November 24, 2011
The long weekend of the Paris trip was the first time I travelled alone in a foreign country. When I say this, I’m not counting the UK as a foreign country: by now we’ve acknowledged that, yes, they do speak a kind of English there; and have trains that run on time; and there is nothing like returning to our Manor on the hill and knowing that it is temporarily ours. England, we like to say, is practically our home.
But France is scary. In the words of the security guard I know as Grumpy: “I don’t like France. It’s full of French people.” Quite a problem if you, like me, don’t speak a word of français but do feel like eating.
Nevertheless, on the night of November 9th, there I was in Charles de Gaulle Airport—which, like all sensible airports, is at least an hour from civilization—trying to find a train. After a lengthy session of pacing the terminal, asking directions from employees who pointed me in opposite directions, and talking to random strangers—one of whom was convinced I couldn’t speak English, probably because of the horrified look on my face when I heard his accent—I boarded an intercity train to Paris. From Paris Gare du Nord (North Station), I took a very old Metro train to Lumiere, the nation nearest to my hostel.
Stepping outside in Paris for the first time, I was met by a man jabbering at me in French. I was sure he was hitting on me. (Myabe I’m paranoid, or maybe I’d just like to believe that a French man, even a creepy one, might find me attractive.) Walking along the dimly lit streets, clutching my directions, I thought about how I must look to people. A shivering stranger in a bright red coat with a poppy on the collar, carrying a Barnes and Noble shoulder bag with very obvious English text. (Oops.) I wondered if people thought I was American or English, or if they noticed me at all. It had been so long since I had been in America, and Indiana was the farthest thing from my mind. And besides, no one really wants to admit to being an American in Paris.
The more I travel, however, the more I realize that the rest of the world does not necessarily look down on you for being American. Not even all of France does. Granted, the woman at the restaurant where I bought my first sandwich did not take kindly to my “Bonjour, ham sandwich please, merci” routine. And according to the guide on my walking tour of Paris (but don’t quote me on this), there is a national council of some sort to protect the French language from the onslaught of English loan words—apparently, "le week-end" is not acceptable, though the people say it anyway. But there is a striking amount of both British and American influence on French life.
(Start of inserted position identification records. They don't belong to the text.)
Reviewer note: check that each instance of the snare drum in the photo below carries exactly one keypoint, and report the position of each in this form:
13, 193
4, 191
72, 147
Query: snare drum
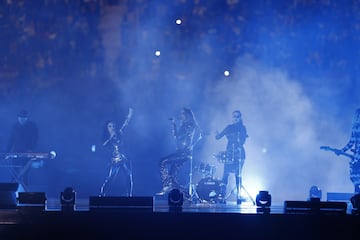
206, 170
209, 189
223, 157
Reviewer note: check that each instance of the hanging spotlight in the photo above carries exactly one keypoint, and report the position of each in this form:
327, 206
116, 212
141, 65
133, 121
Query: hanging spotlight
67, 199
315, 193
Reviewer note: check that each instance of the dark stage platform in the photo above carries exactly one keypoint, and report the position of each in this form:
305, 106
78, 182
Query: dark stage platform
191, 221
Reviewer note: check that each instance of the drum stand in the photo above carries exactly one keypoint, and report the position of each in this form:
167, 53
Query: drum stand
239, 190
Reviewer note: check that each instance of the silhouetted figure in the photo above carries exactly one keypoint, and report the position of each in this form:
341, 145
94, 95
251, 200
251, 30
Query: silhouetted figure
119, 164
354, 146
236, 135
183, 135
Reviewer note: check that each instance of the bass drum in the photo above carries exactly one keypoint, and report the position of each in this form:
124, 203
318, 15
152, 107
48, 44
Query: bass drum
210, 190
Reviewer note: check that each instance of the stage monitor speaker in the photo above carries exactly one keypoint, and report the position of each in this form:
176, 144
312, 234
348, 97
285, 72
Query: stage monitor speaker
33, 200
315, 206
8, 195
121, 203
336, 196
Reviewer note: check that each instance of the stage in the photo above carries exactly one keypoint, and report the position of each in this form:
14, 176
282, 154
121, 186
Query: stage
190, 221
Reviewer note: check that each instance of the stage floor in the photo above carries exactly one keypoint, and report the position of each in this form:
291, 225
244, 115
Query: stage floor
191, 221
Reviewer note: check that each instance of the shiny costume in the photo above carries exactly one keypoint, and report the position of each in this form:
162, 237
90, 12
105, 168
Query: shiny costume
169, 165
119, 165
354, 145
236, 135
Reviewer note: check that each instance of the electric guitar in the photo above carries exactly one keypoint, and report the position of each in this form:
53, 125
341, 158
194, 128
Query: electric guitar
127, 120
339, 152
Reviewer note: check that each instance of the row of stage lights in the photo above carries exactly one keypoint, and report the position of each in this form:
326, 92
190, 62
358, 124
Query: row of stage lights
37, 200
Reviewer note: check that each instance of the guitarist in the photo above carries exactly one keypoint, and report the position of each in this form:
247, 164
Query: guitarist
236, 135
112, 141
354, 145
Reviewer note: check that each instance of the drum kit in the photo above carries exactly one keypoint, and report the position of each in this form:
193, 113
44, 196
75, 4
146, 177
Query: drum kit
210, 189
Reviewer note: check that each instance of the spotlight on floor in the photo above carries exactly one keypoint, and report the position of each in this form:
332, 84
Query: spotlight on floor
263, 202
68, 199
355, 202
8, 195
175, 199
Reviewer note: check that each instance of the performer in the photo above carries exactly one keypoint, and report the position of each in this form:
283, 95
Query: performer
354, 146
183, 135
236, 135
23, 139
119, 164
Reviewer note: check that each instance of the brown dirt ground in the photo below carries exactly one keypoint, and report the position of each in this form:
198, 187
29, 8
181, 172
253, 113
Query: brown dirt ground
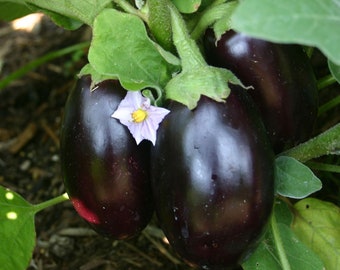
31, 109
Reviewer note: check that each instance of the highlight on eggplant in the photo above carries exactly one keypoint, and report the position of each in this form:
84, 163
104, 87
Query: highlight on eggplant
106, 174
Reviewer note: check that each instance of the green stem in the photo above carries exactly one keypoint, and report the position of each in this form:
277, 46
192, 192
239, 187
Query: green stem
51, 202
329, 105
187, 48
327, 143
211, 15
323, 167
125, 5
326, 81
39, 61
279, 245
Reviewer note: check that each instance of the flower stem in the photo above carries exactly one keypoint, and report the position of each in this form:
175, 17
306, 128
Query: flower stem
51, 202
327, 143
279, 245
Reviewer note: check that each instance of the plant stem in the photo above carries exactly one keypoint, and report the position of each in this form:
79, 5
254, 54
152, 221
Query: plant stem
51, 202
327, 143
279, 245
187, 48
39, 61
211, 15
125, 5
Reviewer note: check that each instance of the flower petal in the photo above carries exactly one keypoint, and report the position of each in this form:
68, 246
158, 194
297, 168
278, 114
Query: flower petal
146, 129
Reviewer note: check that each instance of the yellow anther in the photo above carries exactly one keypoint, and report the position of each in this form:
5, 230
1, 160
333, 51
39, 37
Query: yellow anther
139, 115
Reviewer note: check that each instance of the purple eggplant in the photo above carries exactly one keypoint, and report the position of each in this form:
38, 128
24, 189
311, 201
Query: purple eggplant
213, 180
106, 174
285, 88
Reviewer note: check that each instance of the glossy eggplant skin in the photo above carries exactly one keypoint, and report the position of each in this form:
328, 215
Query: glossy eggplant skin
212, 180
106, 174
285, 88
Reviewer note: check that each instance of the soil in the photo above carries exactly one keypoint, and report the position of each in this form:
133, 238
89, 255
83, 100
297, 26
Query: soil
31, 109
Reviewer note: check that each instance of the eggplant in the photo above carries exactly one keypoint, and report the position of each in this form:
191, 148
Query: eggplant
285, 88
106, 174
213, 180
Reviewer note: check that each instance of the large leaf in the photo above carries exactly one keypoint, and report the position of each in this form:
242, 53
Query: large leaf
121, 48
316, 223
17, 231
280, 242
294, 179
187, 6
309, 22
I noticed this particularly the next day, November 10th, when I went on a tour of the D-Day beaches in Normandy. Our tour guide was an Englishman who had made his career there. When he wasn’t giving tours, he went metal detecting with his sons; they still found ammunition, shrapnel, helmets from both sides. The only girl in our group, and the only one who knew nothing about military technology and next to nothing about military history, I felt a little overwhelmed. (To quote my notes from British studies lecture: “Stuff built—in GB? Pillboxes—reinforced concrete machine gun thingies.” And that was an epiphany.) But what struck me as it never had before was the scale of the war. Standing near the shore Omaha beach, as our tour guide drew squiggling maps in the sand, I tried to imagine how many people would have stood where I was standing, how many would have fought and died there.
As we all know, it’s impossible to imagine it, partly because we can never put names and histories to all the men. The American Cemetery, which we visited at the end of our tour, tried to do just that. The dead are marked by “crosses, row on row,” just as the poem describes. Some markers, of course, are the Star of David, but most are crosses. (And those seem to represent the only two religions you could be.) Each marker was largely identical, with the same four pieces of information: name, rank and division, state, and date of death. I thought it was particularly interesting that their state was deemed worth mentioning. Would a man from Indiana be that different than a man from Kentucky when they fought together on the same beach? Maybe not, but it’s a particularly American kind of identification, and I’m glad someone considered it important.
And, of course, the date of death. After a while, I lost track of how many crosses said June 6, 1944. You could fill rows on rows with the dead of D-Day. You could fill further rows with the unidentified men, remembered only with that famous phrase: “Here rests in honored glory a comrade in arms known but to God.”
The cemetery holds only a third of the Americans who died in Normandy; the rest are buried elsewhere, mostly in the United States. But those buried here are also on US soil, as the cemetery is owned and maintained by the American government.
Before we arrived, our tour guide had warned us that we might be asked to help lower the flag. Usually, he said, they look for a veteran, but there are fewer and fewer veterans coming, especially this time of year, and often they will ask anyone from the United States. He said it was a huge honor. And believe it or not, as our group was exploring, a young man with an American accent asked if we would be willing to help him. We weren’t actually lowering the flag, it turned out, but we did help fold it, a task whose difficulty you can appreciate only once you’ve tried it. I felt strange folding such a sacred object, on such a sacred day, one day before Armistice Day. I’ve never been much one for patriotism, and my own country’s version of Armistice Day is a poor excuse for a day of remembrance. But that day, I think I could feel the presence of those people we try so hard to remember, and, in France of all places, I felt proud to call myself an American.